Chatters also offer creators a buffer from their subscribers that can be rude, stingy or worse. “Are you constantly hooked on your phone and talking about price-adjusted videos with hundreds of broken, lonely lives?” Sounds fun! ” Reads a post on the Think Expansion website that delivers its services to models. Dallas believes that most OnlyFans models who have large followers have a certain team in their corner. “Consistent content creation is immense, promoting and maintaining 20, 30, 50+ conversations daily,” he writes.
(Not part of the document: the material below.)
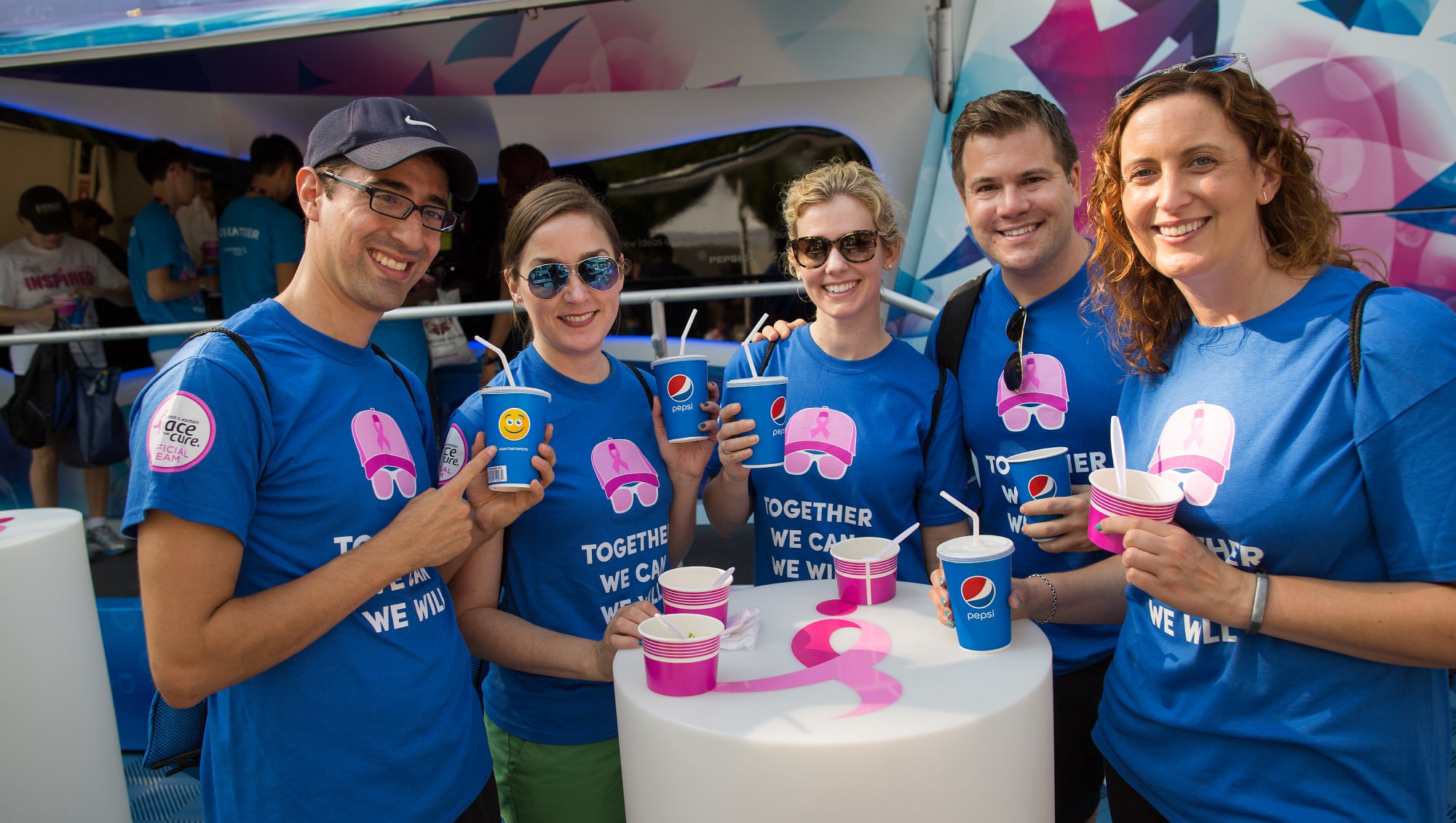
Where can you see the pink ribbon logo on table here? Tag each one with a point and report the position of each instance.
(855, 668)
However, there is a large group of workers all over the world who want to have these conversations, often at lower wages than Americans make burgers. In February, I spoke to Zoom about Andres, who speaks in Manila and works for a Barcelona-based OnlyFans agency called KC Incorporation. He declined to name his last name: although he thinks the job is perfect, he does not think his family will agree. Many Western companies rely on outsourcing work in the Philippines for customer service and data entry – until now, Andre has worked at T-Mobile’s call center. It now operates on a daily four-hour shift, sending messages to model subscribers. When his shift is over, he exits the account and another knee enters, resuming conversations from where he left off.
During the conversations Andre was well acquainted with the strangeness and desires of the subscribers. Over time she has learned some cliché of sex work: more than sexual gratification, she says many guys just want to talk to someone. Promoting these familiar conversations is good for business. “When we saw ‘Oh, this person is sending me messages in a few weeks,'” he said, “we’re considering these people.” Andre said that most of the big spenders he talks about look pretty normal, if a little depressed and isolated. He said a small minority is clearly suffering from mental health problems. He sympathizes: “The world is a lonely place. And I think these people are the loneliest. “
In fact, Andre sees the connection between his distress and the customer. He says many people who do similar work are poor. They have “nowhere else to go” and “nothing to do”. They are desperate: “At the end of the day, if you have to eat, you have to do what you have to do.” The people he speaks to say he expresses a similar desperation if for a variety of reasons. “If you are single, you do not want to be left alone, then you have to do what you have to do.” A few speakers in Asia I spoke to said they made pretty good money compared to other outsourced jobs. But their income is small compared to the profits their work brings to the agencies that discovered the gold mine at the crossroads of globalization and Western alienation.
Whether it is legal is a separate issue. In November last year, two former employees of the company named Unroly Agency sued in court on charges of salary theft and illegal termination. The agency manages numerous accounts of OnlyFans Gen-Z stars, including rapper Lil Pump and social media creators such as Tana Mongeau. In the lawsuit, which was first reported by Insider, the plaintiffs allege that managers were instructed to “cheat, defraud and mislead fans” by writing messages on behalf of popular models to pay them for blocked content or leave tips. According to them, their superiors set up a system in which account managers tracked which questions fans asked the models most often. Managers then asked the models to record a video to answer each question, encouraging them to change their attire between the videos to make the clips appear as if they were recorded on different days. Managers sent videos to thousands of fans, each of whom thought they were getting a personal answer to a specific question. (Unruly has denied the allegations.)
In the United States, fraud is typically defined as the case where a subject or individual knowingly deceives another in order to obtain something of value. In other words, lying is not in itself valid. You can, of course, argue that a subscriber who talks to chats is forced to spend money they would not otherwise have spent on false information. But you could also easily prove the opposite: the photos and videos taken by subscribers are real images of naked women, even if the intimate relationship perceived around the sale is wrong. After all, this is an online sex chat – in the post-“catapult” world, should anyone really expect Internet accounts to truly represent who runs them?